In addition, we also calculated pearson correlation coefficients to examine how edge efficiency relate with clinical severity. Results suggested that HAMD score was negative correlated with edge efficiency which connected between cognitive control regions (dorsal superior frontal gyrus and anterior cingulate cortex) and affective processing regions (amygdala, thalamus and hippocampus). While HAMD score was found to positive correlate with edge efficiency which connected within affective processing regions (putamen, insula, hippocampus, amygdala and thalamus) (see Fig. 6).
In this paper, we investigated the node and edge efficiency of functional connectivity networks in MDD patients. The same analysis methods with different independent datasets and structural templates repeated the results. Results showed that MDD patients increased nodal efficiency in limbic regions which were associated with affective processing, yet decreased nodal efficiency in regions of cognitive control processing, such as DLPFC and ACC. However, MDD patients decreased in edge efficiency involving connectivity between regions of cognitive control processing systems. Our results demonstrated that the network efficiency of MDD patients are altered within cognitive control and affective processing systems.
However, there are several issues needed to be addressed. First, our results of increased nodal efficiency in limbic regions which were associated with affective processing, yet decreased nodal efficiency in regions of cognitive control processing, such as DLPFC and ACC in MDD patients were different from one fMRI study. Variations in clinical characteristics of MDD maybe one important factor to account for these discrepancies. Different clinical characteristics and depression severity may result in different brain activations patterns and further cause different brain network topological properties. Future studies, which use MDD patients with different clinical characteristics, may give us a more complete understanding of brain abnormalities. Secondly, the clinical diagnosis of MDD has some limitations and is easily affected by subjective knowledge and experience. Hence, the objective diagnosis of MDD has high clinical value in preventing severe disease. In addition, the present study suggested that the measurement of topological properties was a preferential candidate for diagnosing MDD. Thirdly, large studies have indicated that the cerebellum was closely associated with higher-order functions, including emotion regulation and cognitive processing, also have suggested that the cerebellum should be included in the pathophysiological models of MDD. However, because of the AAL template that we chose did not contain the cerebellum, the current study analyzed the functional brain network without cerebellum. In future, the cerebellum should be involved in the analyses by selecting the more comprehensive template or making a special analysis on the cerebellum. Finally, network disruptions in MDD patients is still in its preliminary stage, and there are still many issues to be deepening. Until now, MDD patients have been investigated widely using complex network theory. Next, we should forma hypothesis-generating framework to understand the relationships between abnormal topological properties and MDD.
In summary, the present study examined the node and edge properties of brain functional networks in MDD patients and normal controls using resting-state fMRI. Importantly, we replicated the results from independent datasets and then from same network analysis with different structural templates. Results demonstrated that network efficiency i.e., global efficiency, local efficiency, nodal efficiency and edge efficiency analysis revealed that depression patients showed small-world features, regions activation, the strength of connectivity in brain functional networks with MDD. These findings might provide effective potential biomarkers for clinic treatment of depression and further pathophysiological mechanisms of depressive patients.
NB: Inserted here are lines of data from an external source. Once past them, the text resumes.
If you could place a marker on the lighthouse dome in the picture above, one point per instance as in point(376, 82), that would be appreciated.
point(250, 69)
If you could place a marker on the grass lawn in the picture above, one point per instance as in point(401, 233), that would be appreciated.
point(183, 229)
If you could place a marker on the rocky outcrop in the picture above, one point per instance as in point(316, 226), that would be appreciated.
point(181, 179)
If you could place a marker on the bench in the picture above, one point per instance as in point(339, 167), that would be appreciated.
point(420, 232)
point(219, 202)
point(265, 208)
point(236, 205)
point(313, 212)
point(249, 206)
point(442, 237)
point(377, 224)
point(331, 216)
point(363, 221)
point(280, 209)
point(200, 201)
First, in the present study, we validated the topological disorganization of depression using two independent datasets and different structural templates. It was well-known that, replicating promising findings in biomedicine was very difficult and replication rates might be about 25 % or less. However, in order to make results more reliable in the present study, we first used two independent datasets and then conducted the network topological properties analysis with different value of cost and structural templates. Previous studies  with topological disorganization of depression almost contained such limitations. Despite the differences between the subjects and templates examined in this study, the pattern of results was remarkably similar. Through the analysis, we reduced the false probability of result and increased the reliability of calculated result.
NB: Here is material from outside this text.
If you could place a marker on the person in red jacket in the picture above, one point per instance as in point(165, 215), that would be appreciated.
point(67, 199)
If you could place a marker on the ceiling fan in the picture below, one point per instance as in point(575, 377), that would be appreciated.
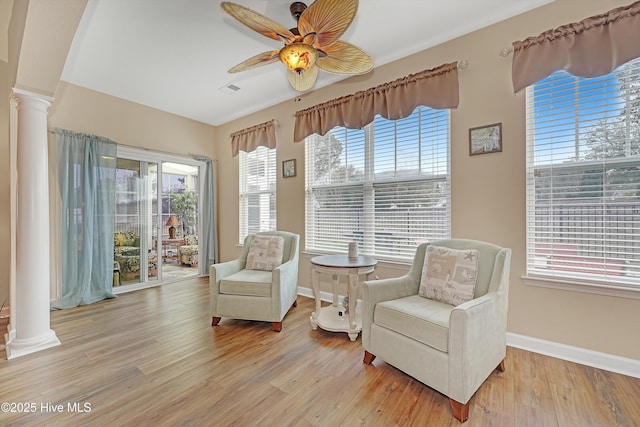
point(311, 46)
Then, we applied the nodal efficiency which indicates the importance of node in the whole network. The abnormal nodal efficiency in MDD compared to controls in regions was obvious. The increases in nodal efficiency occur in regions involving amygdale, thalamus, fusiform gyrus, hippocampus, rectus gyrus and middle temporal gyrus. As previous studies suggested, these regions were core parts of affective processing network, which exhibited dysfunction in MDD. Specifically, amygdala would show greater reactivity and longer lasting when depressed patients process negative stimuli. Hippocampus would show enhanced activity in recall of negative, not positive stimuli after encoding in the amygdala [7, 14]. Our study further shed light on the abnormality of the affective processing system of MDD from the perspective of network. In addition, the decrease in nodal efficiency is also found in MDD in the present study, involving DLPFC and ACC. Decreased activation in regions of executive control system has also been reported in some other studies [9, 12, 14]. Prior studies investigating inhibition control on negative stimuli in MDD, which suggested that depressed patients need greater cognitive effort to divert attention away from negative stimuli [10, 11, 24]. Being consistent with prior findings, MDD patients in the present study showed less effective cognitive control compared with normal subjects. Moreover, the present study highlighted the role of DLPFC and ACC in affective control and in MDD. To further verify the differences in nodal efficiency of regions in MDD patients and normal controls, we made correlation analysis between nodal efficiency and HAMD scores. Our results demonstrated negative correlation between the decrease in MDD patients’ nodal efficiency and HAMD scores, but positive correlation between the increase of nodal efficiency and HAMD scores. These findings indicated that with the growing severity of depression, the ability of cognitive control in MDD decreased while dysfunction of affective processing increased. In sum, increases in nodal efficiency in regions of affective processing and decreases in regions of cognitive control suggested that impaired cognitive control combined with abnormal affective processing lead to development of MDD.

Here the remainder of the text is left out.